Page MenuHomePhabricator

[logs-api] distinguish between container log entries and anything else
Open, MediumPublicBUG REPORT

Description

When using --follow an artificial log entry is emitted every ~15 seconds

tools.cluebot3@tools-bastion-15:~$ date; toolforge jobs logs -f cluebot3
Thu Nov 13 15:28:44 UTC 2025
2025-11-13T15:29:00.278526Z [nopod] [nocontainer] No logs received yet for job 'cluebot3', maybe the tool is using filelog or the job name is not correct? Will continue waiting just in case
2025-11-13T15:29:15.283920Z [nopod] [nocontainer] No logs received yet for job 'cluebot3', maybe the tool is using filelog or the job name is not correct? Will continue waiting just in case
2025-11-13T15:29:30.285722Z [nopod] [nocontainer] No logs received yet for job 'cluebot3', maybe the tool is using filelog or the job name is not correct? Will continue waiting just in case

This makes the contents inconsistent to the 'fetch' mode

tools.cluebot3@tools-bastion-15:~$ toolforge jobs logs cluebot3
ERROR: Job 'cluebot3' does not have any logs available

I am currently using the get_raw_lines method to fetch all logs, adding them to a list, until a pre-defined end marker is seen (working around previous issues with logs being dropped).
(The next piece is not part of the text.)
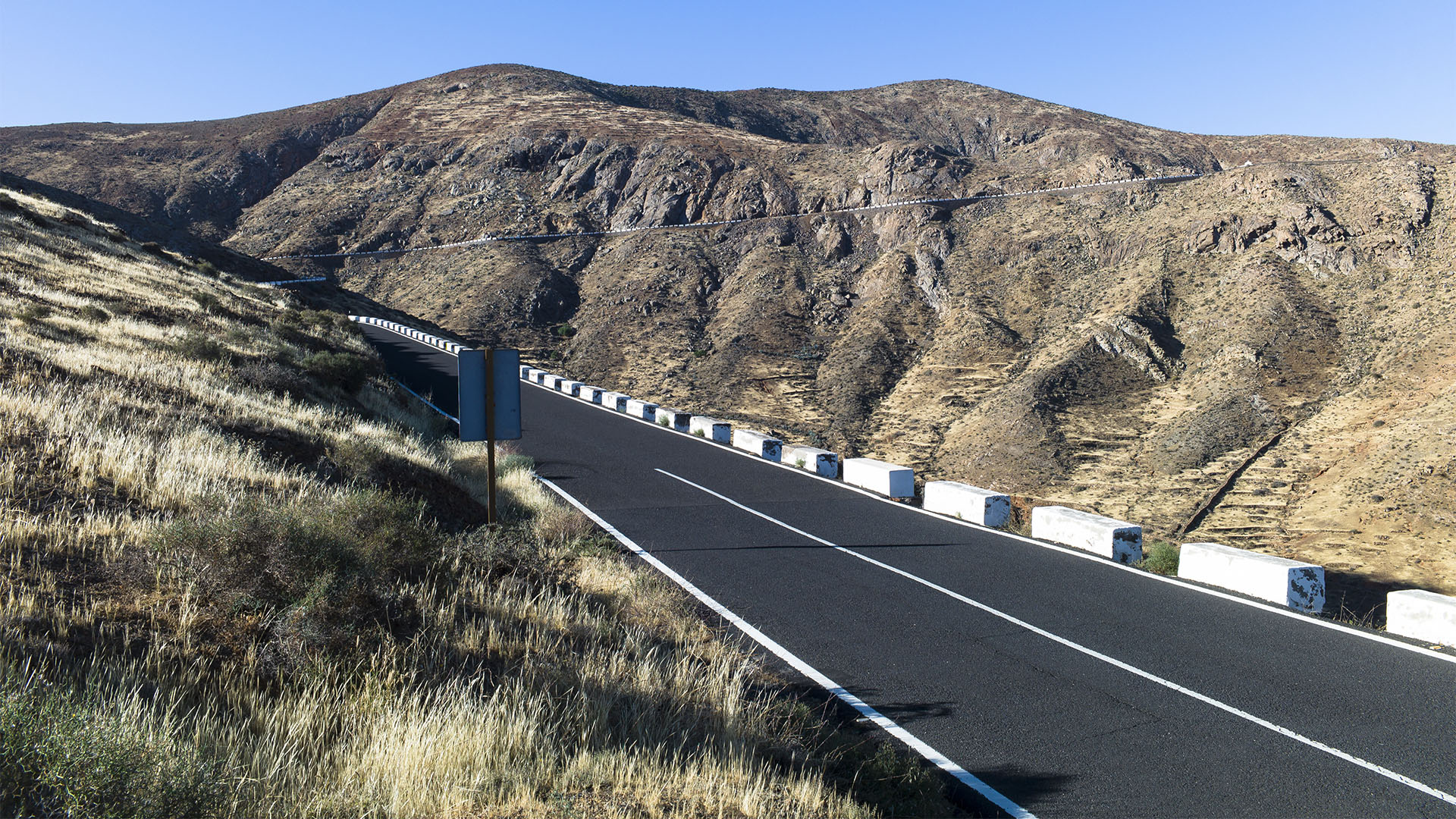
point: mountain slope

This requires a lot of calls to the logging endpoint and would be better served by the streaming endpoint, however the streaming endpoint pollutes the job output, which is persisted for the run (e.g. https://cluebotng-trainer.toolforge.org/Original%20Testing%20Training%20Set%20-%20Old%20Triplet/2025-08-30%2023:13:04/logs/bayes-train.log)

These can be filtered out by the pod and container fields being known strings, however those are are really 'internal' identifiers. Having an additional field to identify the contents is a 'response message' (to use the same name as what is used elsewhere) rather than a log entry would likely be better.

Event Timeline

Restricted Application added a subscriber: Aklapper. · View Herald Transcript

Agree, we can now try to extend the datastructure that logs-api returns (LogEntry), ideally we would want to support different types of logs too (build logs, system logs, etc.) so we might want to create some more generic one.
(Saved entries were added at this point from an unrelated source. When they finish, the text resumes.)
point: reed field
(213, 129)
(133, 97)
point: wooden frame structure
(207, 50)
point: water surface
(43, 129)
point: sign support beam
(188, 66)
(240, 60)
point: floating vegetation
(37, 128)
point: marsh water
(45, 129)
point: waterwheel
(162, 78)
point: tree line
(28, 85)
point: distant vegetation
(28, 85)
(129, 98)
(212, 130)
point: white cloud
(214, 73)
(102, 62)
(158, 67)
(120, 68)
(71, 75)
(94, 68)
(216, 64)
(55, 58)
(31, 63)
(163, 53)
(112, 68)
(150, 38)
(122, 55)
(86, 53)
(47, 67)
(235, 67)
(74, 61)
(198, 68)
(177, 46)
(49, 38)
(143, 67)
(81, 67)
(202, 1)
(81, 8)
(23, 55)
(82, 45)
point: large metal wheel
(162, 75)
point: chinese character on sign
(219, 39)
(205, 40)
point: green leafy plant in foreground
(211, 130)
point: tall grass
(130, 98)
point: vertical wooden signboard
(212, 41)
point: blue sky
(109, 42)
I think we might want to add some metadata + values, like:

{
    "metadata": {
        "type": "job",
        "datetime": "",
        ## We can add more as needed, like user, etc.
    }
    "data": {
        "container": ...,
        "pod": ...,
        "message": ...,
        ## this ones will depend on the type, builds don't have one single container for example
    }
}

That would allow also to have a 'type' that's something like "internal", and express there the fact that it got no logs yet.

Some notes for whomever implements this:

We probably want to make the changes in small increments on the cli (first support both formats, change the api to the new format, then remove support for the old format, for example).
Might be good also to notify users of the non-backwards compatible API changes (logs-api is quite new, so probably no need to give a lot of heads up).

Eventually having 'system logs' (build, jobs, components) with a common 'trace id', so for a deployment you can see everything that happened, would be very nice to have (probably would require some effort to make sure internal things that could have secrets don't get logged to places with tool access).

@DamianZaremba btw. I think that you are the last one using the jobs-api log endpoint, can you move your code to use the logs-api instead? (so we can remove the logs code from jobs api :) ).

@DamianZaremba btw. I think that you are the last one using the jobs-api log endpoint, can you move your code to use the logs-api instead? (so we can remove the logs code from jobs api :) ).

I'm in the process of doing that at sec :) there are a couple of small behaviour changes but it should be done today

@DamianZaremba btw. I think that you are the last one using the jobs-api log endpoint, can you move your code to use the logs-api instead? (so we can remove the logs code from jobs api :) ).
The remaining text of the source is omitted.